PAGE phosphorimages of bypass of a single or four consecutive ribonucleotides by proofreading proficient (Exo+) and deficient human Pol δ (Exo−). (A) Primer-template sequences, letters in bold face and small caps indicates positions of a ribonucleotide. (B) Proofreading proficient (Exo+) human Pol δ bypassing a single rA or rG. (C) Proofreading deficient Pol δ (Exo−) bypassing rA or rG. (D) Proofreading proficient human Pol δ (Exo+) bypassing four consecutive ribonucleotides. (E) Proofreading deficient Pol δ (Exo−) bypassing four consecutive ribonucleotides. Gel images of reaction products shown in Figures 3B–E were quantified as described in Methods and bar graph of termination probabilities at each incorporation is shown in Figures 3F–I, respectively. Position “0” corresponds to the location of the ribonucleotide, “−1” indicates the preceding incorporation, and “+1” and “+3” indicate sequential incorporations after insertion at “0”. Error bars represent the standard deviations.
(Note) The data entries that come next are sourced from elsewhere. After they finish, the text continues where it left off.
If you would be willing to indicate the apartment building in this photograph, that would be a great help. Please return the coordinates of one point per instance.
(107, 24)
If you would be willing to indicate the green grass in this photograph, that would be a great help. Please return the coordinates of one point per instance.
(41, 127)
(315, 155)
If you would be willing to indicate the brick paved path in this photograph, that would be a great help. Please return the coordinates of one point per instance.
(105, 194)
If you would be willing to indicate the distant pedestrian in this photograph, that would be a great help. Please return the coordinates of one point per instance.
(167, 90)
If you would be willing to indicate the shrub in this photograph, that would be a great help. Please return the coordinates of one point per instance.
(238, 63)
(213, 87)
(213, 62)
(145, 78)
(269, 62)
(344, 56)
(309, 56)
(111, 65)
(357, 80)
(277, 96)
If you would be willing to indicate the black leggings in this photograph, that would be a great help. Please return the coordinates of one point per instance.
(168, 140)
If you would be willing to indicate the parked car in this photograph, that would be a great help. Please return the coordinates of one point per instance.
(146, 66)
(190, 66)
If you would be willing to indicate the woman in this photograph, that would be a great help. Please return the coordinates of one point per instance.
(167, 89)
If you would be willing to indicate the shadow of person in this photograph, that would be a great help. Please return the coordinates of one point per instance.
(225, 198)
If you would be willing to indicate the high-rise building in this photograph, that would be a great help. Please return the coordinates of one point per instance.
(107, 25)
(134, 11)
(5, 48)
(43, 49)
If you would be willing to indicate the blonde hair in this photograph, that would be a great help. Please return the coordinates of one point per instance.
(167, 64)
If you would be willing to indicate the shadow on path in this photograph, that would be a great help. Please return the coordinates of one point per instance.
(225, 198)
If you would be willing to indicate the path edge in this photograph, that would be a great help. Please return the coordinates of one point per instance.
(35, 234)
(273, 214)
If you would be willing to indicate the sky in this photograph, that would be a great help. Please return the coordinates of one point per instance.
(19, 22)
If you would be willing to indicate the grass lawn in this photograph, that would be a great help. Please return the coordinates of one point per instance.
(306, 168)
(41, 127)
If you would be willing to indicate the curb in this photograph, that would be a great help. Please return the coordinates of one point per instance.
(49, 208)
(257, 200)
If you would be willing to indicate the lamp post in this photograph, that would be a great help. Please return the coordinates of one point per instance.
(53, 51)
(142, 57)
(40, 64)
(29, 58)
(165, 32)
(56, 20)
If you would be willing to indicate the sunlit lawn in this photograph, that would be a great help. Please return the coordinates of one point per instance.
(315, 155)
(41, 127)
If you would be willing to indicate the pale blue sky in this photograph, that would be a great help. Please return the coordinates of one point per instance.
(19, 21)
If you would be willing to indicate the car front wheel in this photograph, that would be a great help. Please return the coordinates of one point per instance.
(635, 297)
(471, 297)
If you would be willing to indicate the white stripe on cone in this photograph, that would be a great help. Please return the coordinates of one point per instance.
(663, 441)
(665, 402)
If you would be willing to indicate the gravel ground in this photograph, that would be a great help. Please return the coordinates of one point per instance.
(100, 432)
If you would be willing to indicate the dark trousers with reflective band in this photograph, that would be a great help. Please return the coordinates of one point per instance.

Results are from at least two independent experiments.

Figure 4

Stable incorporation of ribonucleotides into DNA by proofreading proficient (Exo+) and deficient (Exo−) Leu606Met human Pol δ. (A) An alignment of motif A for human and yeast Pol δ is shown and the asterisk indicates the position of the Leu606Met mutation for human Pol δ. (B) Alkali cleavage products of reactions with all eight NTPs at cellular concentrations Leu606Met human Pol δ in the presence of PCNA. The relative amount of ribonucleotides incorporated into the primer strand is indicated below each lane. L indicates the ladder. (C) Average frequency of ribonucleotide incorporation by human Pol δ according to the incorporated ribonucleotide. (D) Frequency of ribonucleotide incorporation by human Pol δ at each of 24 template positions. Results are from at least two independent experiments.